The author whose magnum opus, a novel detailing a class of the Igbo traditional culture with an invading European one, has been translated into about 50 languages, selling about 8 million copies to become “the most widely read book in modern African literature” (Wikipedia), was a distinguished professor at Brown University. His famous intervention in the debate on Joseph Conrad’s Heart of Darkness is a stuff of legends and has spawned essays after essay about the portrayal of Africa, the rise of African literature and outlook, and the need of more than just a single story. He was often called “The Father of African Literature.
Achebe’s latest book, There Was a Country, describes in his characteristic lucid prose a flattering ideal country in Nigeria and Biafra before and during the Nigerian Civil War of the 60s. Its characteristically blunt references and appropriation of blame to political players in Nigeria from the different sides of the warring divide made the book an instant classic and one that generated controversies and conversations, and re-opened old wounds about the civil war and the pogroms that came with it.
He also wrote a number of other prose fictions, including the children’s book Chike and the River(1966), How the Leopard Got His Claws (with John Iroaganachi) (1972). His famous work is, of course, Things Fall Apart, which is beyond the scope of these words to describe. African Statesman Nelson Mandela once referred to him as “the writer in whose company the prison walls came down”.
He has also won many awards and honours including but not limited to the Man Booker International Prize (June, 2007). According to his obituary in the Guardian UK , Achebe won the Commonwealth poetry prize for his collection Christmas in Biafra, was a finalist for the 1987 Booker prize for his novel Anthills of the Savannah.

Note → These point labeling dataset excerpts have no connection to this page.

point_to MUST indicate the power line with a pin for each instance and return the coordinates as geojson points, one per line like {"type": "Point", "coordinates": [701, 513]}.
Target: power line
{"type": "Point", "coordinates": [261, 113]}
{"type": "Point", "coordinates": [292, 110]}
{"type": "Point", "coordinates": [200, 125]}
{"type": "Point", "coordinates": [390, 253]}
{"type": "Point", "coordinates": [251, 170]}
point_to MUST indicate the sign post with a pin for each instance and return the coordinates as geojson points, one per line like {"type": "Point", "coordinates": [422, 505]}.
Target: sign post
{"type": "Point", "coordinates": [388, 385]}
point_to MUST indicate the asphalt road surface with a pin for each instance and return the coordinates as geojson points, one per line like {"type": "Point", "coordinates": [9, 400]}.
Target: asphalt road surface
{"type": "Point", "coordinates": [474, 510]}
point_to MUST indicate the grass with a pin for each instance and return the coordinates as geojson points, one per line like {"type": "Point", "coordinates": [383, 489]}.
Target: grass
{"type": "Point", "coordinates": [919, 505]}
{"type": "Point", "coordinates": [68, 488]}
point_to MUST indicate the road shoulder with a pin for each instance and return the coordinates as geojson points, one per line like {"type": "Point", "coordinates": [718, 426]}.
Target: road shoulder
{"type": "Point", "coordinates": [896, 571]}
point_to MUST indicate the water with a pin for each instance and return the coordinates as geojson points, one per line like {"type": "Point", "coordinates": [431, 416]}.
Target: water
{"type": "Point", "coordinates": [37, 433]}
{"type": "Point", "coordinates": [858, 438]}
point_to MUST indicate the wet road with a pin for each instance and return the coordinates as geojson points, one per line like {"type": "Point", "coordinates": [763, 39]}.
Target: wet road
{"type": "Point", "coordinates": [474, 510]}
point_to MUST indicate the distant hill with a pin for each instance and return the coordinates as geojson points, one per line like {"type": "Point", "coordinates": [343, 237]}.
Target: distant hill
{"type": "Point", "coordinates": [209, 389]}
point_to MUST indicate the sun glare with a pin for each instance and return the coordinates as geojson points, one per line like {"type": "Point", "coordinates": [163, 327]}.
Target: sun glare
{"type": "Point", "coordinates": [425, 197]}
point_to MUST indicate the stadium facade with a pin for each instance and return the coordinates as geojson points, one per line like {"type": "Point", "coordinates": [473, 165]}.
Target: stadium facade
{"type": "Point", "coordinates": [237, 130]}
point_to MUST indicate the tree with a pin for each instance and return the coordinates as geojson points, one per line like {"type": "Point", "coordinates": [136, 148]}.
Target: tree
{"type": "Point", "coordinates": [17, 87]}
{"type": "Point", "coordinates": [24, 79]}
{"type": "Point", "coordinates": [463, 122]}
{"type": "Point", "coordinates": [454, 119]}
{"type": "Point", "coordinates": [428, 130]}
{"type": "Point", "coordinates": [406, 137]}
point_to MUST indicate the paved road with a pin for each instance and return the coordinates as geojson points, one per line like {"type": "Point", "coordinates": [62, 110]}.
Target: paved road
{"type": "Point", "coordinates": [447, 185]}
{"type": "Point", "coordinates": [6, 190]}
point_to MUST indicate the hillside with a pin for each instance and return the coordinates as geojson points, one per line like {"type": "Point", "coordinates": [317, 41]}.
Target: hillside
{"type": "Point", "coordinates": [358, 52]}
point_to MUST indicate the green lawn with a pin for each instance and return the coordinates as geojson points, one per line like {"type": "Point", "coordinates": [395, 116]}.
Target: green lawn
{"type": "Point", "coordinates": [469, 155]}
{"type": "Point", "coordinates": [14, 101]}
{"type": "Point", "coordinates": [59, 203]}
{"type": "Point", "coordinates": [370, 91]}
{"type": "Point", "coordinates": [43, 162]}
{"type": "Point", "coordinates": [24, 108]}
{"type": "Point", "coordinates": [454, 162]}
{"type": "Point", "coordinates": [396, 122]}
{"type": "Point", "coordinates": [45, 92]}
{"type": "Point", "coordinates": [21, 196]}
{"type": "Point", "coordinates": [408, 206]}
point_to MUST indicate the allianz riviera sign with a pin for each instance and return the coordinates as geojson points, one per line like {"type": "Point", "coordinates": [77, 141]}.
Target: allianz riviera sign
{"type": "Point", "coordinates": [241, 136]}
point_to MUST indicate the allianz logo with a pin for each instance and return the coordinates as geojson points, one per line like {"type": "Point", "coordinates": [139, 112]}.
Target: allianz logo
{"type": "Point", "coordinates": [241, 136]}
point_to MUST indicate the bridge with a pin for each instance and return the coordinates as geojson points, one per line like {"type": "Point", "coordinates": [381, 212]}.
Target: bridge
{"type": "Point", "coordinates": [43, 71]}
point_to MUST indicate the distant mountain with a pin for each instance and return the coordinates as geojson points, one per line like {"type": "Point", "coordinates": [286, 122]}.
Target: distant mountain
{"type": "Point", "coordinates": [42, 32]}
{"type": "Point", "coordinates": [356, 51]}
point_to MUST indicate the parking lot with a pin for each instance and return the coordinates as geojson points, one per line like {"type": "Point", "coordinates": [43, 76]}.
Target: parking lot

Chair of the judges on the occasion of his winning the Man Booker International, Elaine Showalter, said he had “inaugurated the modern African novel”, while her fellow judge, the South African Nobel laureate Nadine Gordimer, said his fiction was “an original synthesis of the psychological novel, the Joycean stream of consciousness, the postmodern breaking of sequence”, and that Achebe was “a joy and an illumination to read”. In a 1998 book review, Nadine Gordimer had referred to him as “a novelist who makes you laugh and then catch your breath in horror — a writer who has no illusions but is not disillusioned.”
As a political player in Nigeria, his role has been (especially since the end of the Civil War) that of a disappointed observer, and statesman. In 2004 and again in 2011, he turned down “National Honours” awarded to him by the two last democratic administrations in Nigeria, citing the problems of leadership, and chaos, particularly in his home state of Anambra. In his essays and commentary on Nigeria, he has consistently claimed “the failure of leadership” as one of the biggest problem the country faces.
As much a crucial voice in literature and founding head of the Association of Nigerian Authors (ANA), Chinua Achebe also became a reverend voice for policy and political and moral intervention in Nigeria throughout his life. On March 22, 1990, he became paralyzed from the waist down – a result of a car accident in Lagos. The last public picture of him standing on his two feet was with fellow writers Wole Soyinka and J.P. Clark at (the seat of government) Dodan Baracks in the late 80s on a personal humanitarian intervention to plead for clemency on behalf of the life of accused coup plotter Mamman Vatsa, a struggling soldier-writer.
Born Albert Chínụ̀álụmọ̀gụ̀ Àchèbéin Ogidi (in the now Anambra state of Nigeria) on November 16, 1930, Chinua Achebe is survived by wife Christie, their daughters, Chinelo and Nwando, and their sons, Chidi and Ikechukwu.